Feminism, in a nutshell, fights for our girls in the U.S. and the rest of the world. Racism, classism, sexism, the sexualization of young girls and women in general (whether that be in the media, or in “real life” encounters), domestic abuse, sexual assault and rape, sex positivity, education, forced marriages, human rights, sex trafficking and female circumcision are just a few problems feminism helps fight.
Feminism is geared toward advocating for the rights of women and girls of the world, whether they were born female or not. You can be a feminist no matter what gender you identify as. Being a feminist in 2015 is inherently different than being a feminist in the 1930s, ‘40s, ‘50s, and so on. In different time periods, the goals of the feminist movement have also changed to fit the problems of these times periods. For example, the Suffragettes began the feminist movement in the late 19th and early 20th centuries. Their biggest concerns were voting, serving on juries, and being able to work in male dominated fields (like the steel mills).
There is a skewed, whitewashed version of feminism that circulates in the U.S. White feminists have a record of downplaying the disadvantages of minorities. If your idea of feminism does not include females of a different race, culture, disability, religion, or age; if they are trans, are fat, chubby, skinny, or anything in between, you are not a feminist.
Feminism in the United States has been sheltered to causes of freeing the nipple, fighting the wage gap, or fighting slut-shaming and rape culture.
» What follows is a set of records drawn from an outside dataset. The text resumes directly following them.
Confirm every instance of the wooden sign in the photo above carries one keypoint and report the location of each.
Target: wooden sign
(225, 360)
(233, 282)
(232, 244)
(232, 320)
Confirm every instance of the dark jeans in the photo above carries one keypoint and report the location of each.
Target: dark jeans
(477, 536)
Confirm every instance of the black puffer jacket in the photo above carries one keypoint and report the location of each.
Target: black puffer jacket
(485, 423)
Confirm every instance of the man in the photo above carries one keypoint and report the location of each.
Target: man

All of these topics are extremely important, but feminists cannot forget about females in other countries who are living in poverty or are oppressed. Women and girls in other countries fight for their lives over education, are forced into marriages, are raped and put into human trafficking, among other things.
Without intersectionality, feminism is pointless.
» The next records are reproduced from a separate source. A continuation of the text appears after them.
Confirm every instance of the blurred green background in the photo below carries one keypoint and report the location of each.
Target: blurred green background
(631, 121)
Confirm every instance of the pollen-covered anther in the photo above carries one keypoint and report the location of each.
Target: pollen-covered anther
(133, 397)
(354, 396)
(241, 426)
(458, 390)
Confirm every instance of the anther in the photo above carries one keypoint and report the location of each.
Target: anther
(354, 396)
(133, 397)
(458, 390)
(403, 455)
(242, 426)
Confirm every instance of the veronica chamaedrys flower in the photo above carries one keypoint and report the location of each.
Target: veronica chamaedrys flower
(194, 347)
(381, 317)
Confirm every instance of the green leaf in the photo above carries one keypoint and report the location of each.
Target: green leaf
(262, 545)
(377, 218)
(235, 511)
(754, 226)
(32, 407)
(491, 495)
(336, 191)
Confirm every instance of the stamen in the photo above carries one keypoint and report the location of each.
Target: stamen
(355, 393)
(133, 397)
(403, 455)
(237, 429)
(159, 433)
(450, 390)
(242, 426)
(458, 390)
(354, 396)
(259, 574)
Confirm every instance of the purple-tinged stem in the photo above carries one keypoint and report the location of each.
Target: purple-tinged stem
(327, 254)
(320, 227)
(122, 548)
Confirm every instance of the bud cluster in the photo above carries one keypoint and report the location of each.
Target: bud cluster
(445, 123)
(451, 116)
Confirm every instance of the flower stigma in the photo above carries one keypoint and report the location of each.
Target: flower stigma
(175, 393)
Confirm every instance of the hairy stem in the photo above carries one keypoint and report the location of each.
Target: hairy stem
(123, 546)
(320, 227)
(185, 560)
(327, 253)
Intersectional Feminist Matt McGorry
When I first heard that Matt McGorry, who plays Asher Millstone on “How To Get Away With Murder” and officer John Bennett on “Orange is the New Black,” made comments about how he was a feminist, I immediately rolled my eyes. I thought to myself, “Great, another white guy trying to infiltrate something I held so close to me and gain massive amounts of press.” McGorry plays the biggest jerk of all collegiate jerks on TV. So, naturally, I saw him as that persona off camera — forgetting that it was just a role. That ignorance made me assume that he (and many other men) couldn’t/wouldn’t care about feminism, or the right issues in feminism, let alone intersectional feminism. I was scared that this was going to be another topic that women advocate for that gets treated as a joke (as if it doesn’t get enough criticism by men already).
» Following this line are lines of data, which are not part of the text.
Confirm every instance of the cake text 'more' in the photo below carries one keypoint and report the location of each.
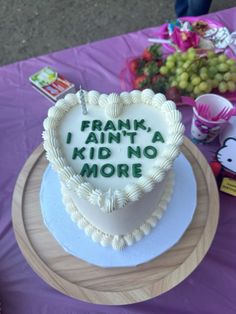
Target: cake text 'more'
(102, 136)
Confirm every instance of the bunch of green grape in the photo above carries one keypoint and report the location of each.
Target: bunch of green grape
(195, 75)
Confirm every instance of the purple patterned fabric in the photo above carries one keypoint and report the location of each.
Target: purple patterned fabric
(209, 289)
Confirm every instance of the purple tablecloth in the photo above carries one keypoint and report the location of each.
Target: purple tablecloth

His comments caught me off guard — a breath of fresh air in a smoke-ridden room, even. I wanted to go and give him the biggest kiss on the face for holding discussions about white privilege, gender equality, oppression of women in first-, second-, third-world countries, rape culture, and the hyper masculinity of men. Ever since his first tweets, he has participated in many rallies, protests and Amber Rose’s Slut Walk.
McGorry says that he asks his friends about controversial topics before saying anything about it. He wants to make sure that he’s not stepping out of place for saying something about #BlackLivesMatter or feminism. In his Cosmopolitan article, he said, “My hope is to follow the love and continue to learn what it means to be the best ally that I can be.”
I shouldn’t be this happy that a male discussed how rape isn’t a woman’s fault, no matter what she was wearing or how drunk she was. I shouldn’t be excited to credit a man that has been doing what women have been doing since the ‘20s, but in 2015, it is extremely important that there is a guy like McGorry speaking about intersectional feminism. He is a majority race and a majority gender that is highly influential in the media.